A test for Armenian new-found democracy

The wave of protest and activism that brought Nikol Pashinyan to power is now pressuring him to take action in Amulsar against the country’s biggest international investor.

The demands of the local protesters are clear. Since mid-2018 they have been standing guard, blocking the roads leading to the mine.

Complying with this position, the government started additional studies to assess if the company is operating in accordance with Armenian law. In the case of a negative assessment, the operation permit could be annulled.

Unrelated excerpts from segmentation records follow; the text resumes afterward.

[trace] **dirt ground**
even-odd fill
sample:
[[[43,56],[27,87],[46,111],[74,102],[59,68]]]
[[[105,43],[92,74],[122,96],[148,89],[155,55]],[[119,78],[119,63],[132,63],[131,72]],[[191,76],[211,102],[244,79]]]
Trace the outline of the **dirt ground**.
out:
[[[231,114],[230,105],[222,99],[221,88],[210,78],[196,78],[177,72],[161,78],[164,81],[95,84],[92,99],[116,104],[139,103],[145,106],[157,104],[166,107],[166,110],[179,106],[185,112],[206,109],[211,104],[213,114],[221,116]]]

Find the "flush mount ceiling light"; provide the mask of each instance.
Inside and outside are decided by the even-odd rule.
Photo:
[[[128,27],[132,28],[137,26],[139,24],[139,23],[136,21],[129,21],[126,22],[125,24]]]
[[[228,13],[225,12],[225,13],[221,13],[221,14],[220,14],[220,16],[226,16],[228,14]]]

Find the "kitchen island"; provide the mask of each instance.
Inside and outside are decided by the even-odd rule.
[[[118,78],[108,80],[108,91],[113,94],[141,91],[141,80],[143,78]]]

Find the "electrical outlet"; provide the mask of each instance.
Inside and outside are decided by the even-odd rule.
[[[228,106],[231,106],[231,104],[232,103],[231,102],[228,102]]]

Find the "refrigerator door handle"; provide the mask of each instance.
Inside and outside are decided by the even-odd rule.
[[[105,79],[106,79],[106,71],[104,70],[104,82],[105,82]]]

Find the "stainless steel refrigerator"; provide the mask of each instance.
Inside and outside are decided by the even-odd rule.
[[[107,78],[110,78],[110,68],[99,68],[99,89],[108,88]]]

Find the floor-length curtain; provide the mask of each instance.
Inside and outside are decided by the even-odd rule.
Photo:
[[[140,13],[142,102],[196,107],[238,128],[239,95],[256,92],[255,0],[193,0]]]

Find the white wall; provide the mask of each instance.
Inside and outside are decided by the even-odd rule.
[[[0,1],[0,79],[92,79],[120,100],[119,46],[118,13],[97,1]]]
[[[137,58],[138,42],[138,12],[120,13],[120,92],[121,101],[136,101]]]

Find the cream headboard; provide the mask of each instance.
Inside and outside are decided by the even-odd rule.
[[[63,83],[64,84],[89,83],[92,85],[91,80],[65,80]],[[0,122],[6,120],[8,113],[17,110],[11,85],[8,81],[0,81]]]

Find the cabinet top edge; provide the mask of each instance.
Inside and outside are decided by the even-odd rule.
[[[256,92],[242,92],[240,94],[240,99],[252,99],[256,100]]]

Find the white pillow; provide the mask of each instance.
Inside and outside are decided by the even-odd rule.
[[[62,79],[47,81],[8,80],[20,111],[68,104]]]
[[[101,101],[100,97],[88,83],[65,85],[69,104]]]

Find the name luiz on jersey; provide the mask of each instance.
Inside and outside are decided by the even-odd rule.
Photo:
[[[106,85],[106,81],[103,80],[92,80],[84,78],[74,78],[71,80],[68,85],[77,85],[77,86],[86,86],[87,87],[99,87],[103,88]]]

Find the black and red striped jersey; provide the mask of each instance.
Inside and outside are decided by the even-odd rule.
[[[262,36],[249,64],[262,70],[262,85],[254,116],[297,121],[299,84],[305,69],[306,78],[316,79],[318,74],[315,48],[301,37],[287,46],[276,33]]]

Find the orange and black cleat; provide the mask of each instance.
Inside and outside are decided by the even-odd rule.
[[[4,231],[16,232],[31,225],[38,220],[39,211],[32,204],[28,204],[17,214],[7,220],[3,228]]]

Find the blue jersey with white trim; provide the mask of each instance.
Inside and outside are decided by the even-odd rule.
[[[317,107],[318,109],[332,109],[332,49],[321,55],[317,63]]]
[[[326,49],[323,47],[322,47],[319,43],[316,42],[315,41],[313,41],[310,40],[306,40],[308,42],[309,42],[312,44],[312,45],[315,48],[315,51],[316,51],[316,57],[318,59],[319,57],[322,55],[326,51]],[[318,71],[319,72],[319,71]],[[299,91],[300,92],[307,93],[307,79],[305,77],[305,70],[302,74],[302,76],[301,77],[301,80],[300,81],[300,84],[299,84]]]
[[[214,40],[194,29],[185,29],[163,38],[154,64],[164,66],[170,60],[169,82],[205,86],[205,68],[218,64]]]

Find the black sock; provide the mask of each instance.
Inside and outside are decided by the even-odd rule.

Quote:  “I’m sure that the government will hear us, otherwise the revolution will be useless if the government is going to treat us the way the previous government did,” said a protester.

Amulsar – another troubled project?

Low trust in Lydian’s assurances of safety and high standards is rooted in Armenia’s checkered track-record with mining projects.

Lydian presented the Amulsar mine as an exemplary project, using the involvement of the EBRD and the IFC (until they pulled out in 2017) as a stamp of approval from reputable international institutions.
Lydian presented the Amulsar mine as an exemplary project, trying to legitimize it through the involvement of reputable international institutions such as the European Bank for Reconstruction and Development (EBRD) and the International Finance Corporation (IFC)*.

A detailed review, however, shows that the Amulsar mine is not fully compliant with the EBRD’s requirements, and goes against multiple international treaties and national regulations, such as the Bern Convention on the Conservation of European Wildlife and Natural Habitats.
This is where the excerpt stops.